I don't have anything specific to respond to in this chapter, so I'll respond to nothing, or maybe everything. I just wanted to say—I love this class so much. It's my favorite class I've ever taken here at Stanford. I feel like I say this about a class every quarter, but this time the record will be REALLY hard to beat.

Last Thursday, after Ge's guest lecture, we had a class discussion. It was such a good discussion; it all felt so natural, so open, so inclusive, and we talked about deep yet relevant and timely topics that somehow made me both hopeful and worried for my future. However, I did not say a single word. Part of this was simply because I was tired; I had had a bad argument with a friend the previous night and wasn't in the best of mental states. But I was also deep in thought about the discussion, thinking about how what we were saying applied to my life, and also thinking about how lucky I was to be in that room.

When I think about the reasons I took Music 256a, my mind goes specifically to the internship I had this summer. Despite my usually rather awful performance in interviews, thanks to a recommendation from my research advisor I managed to acquire a position at a San Francisco startup called Eventual. The company had already existed for a couple years but I was still only the seventh or eighth employee there.

Like many San Francisco startups, we were working at the cutting edge of technology. Being 2024, AI was all the rage, and despite not working directly with AI, we were still closely connected to the subject because our main product was a dataframe. Dataframes are programming tools capable of manipulating large amounts of data, and they are essential for AI companies who are trying to get as much data for training as possible. Thus, almost all of our clients were AI companies, and I got to be in a lot of meetings with them.

This came to mind during the class discussion because we spent a lot of time talking about how companies are disincentivized from artful design due to solely worrying about profit, profit, profit. But I feel incredibly fortunate because my startup wasn't like that. Our main product was totally open source and while of course we were thinking about monetization, it was still an "in the future" thing even by the time I left. So I got to spend my internship just thinking about ways that we could make a better, more useful product. And it makes me sad that companies can't all be like this.

But more importantly for the class is not what was happening at work, but what was happening afterwards. This job was my first internship, and my first summer spent away from home in Seattle. I was living by myself in the middle of San Francisco. As a not very social person, I didn't have many activities away from home, so I had a lot of time for myself to play video games and think.

I learned a lot about myself that summer. My parents (my mom especially) are the kind of people very focused on opportunity and success, so I feel like without them around the whole time, and without CS classes to worry about, I was able to think more deeply about my life. From somewhere deep inside of me, an artful side began to emerge. I talked about it in vague terms in RR1 but I mainly had the epiphany that art is what gives us our humanity. As I put it, any intelligent alien will come up with the exact same equations as a physicist or mathematician, but only humans are able to produce truly creative works of art. And if I went my life without creating art of my own, was I really living as a human?

And there you have the reason I'm taking two music classes this quarter.
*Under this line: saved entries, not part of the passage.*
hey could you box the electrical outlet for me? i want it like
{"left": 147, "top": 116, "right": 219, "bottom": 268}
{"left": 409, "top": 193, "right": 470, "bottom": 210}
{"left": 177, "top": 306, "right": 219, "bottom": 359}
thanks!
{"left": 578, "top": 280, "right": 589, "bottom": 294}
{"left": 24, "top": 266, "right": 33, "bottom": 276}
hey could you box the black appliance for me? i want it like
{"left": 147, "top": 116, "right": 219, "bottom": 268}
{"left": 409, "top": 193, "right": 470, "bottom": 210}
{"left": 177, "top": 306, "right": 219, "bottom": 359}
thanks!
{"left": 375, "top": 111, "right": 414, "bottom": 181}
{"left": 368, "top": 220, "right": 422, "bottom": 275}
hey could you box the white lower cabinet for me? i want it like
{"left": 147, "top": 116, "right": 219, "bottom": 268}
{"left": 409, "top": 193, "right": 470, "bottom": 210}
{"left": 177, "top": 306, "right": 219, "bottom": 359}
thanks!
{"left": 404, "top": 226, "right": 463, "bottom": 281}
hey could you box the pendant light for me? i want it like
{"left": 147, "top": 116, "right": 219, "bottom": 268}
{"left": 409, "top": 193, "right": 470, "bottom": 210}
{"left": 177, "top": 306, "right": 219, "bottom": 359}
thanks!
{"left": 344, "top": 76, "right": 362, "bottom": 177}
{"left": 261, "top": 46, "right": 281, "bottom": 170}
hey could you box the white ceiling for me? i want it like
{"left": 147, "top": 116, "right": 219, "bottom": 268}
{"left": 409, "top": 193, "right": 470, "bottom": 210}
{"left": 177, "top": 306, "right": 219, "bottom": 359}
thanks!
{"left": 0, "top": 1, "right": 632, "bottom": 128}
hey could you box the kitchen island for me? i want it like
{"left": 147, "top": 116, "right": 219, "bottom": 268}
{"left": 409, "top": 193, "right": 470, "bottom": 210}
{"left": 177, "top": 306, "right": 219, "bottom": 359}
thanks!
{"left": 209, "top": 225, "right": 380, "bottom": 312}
I am unspeakably grateful I am taking this class at the time I am now. I'm not sure if I would have gotten quite as much out of this class had I taken it last year before my "awakening" this summer. So many things I believe in were repeated in the book exactly as I had thought about them, and then elaborated further beyond that. I have never been among a group of people who so closely share my mentality about art and life, and it has been so incredibly validating to learn that I'm not alone in thinking this way. Before this quarter I had never been to or even heard of CCRMA, but after this class I'm not sure I ever want to leave.

Thank you for reading this excessively long reading response! The quarter definitely isn't over yet, and I'm excited to see what I and others will come up with for the final project.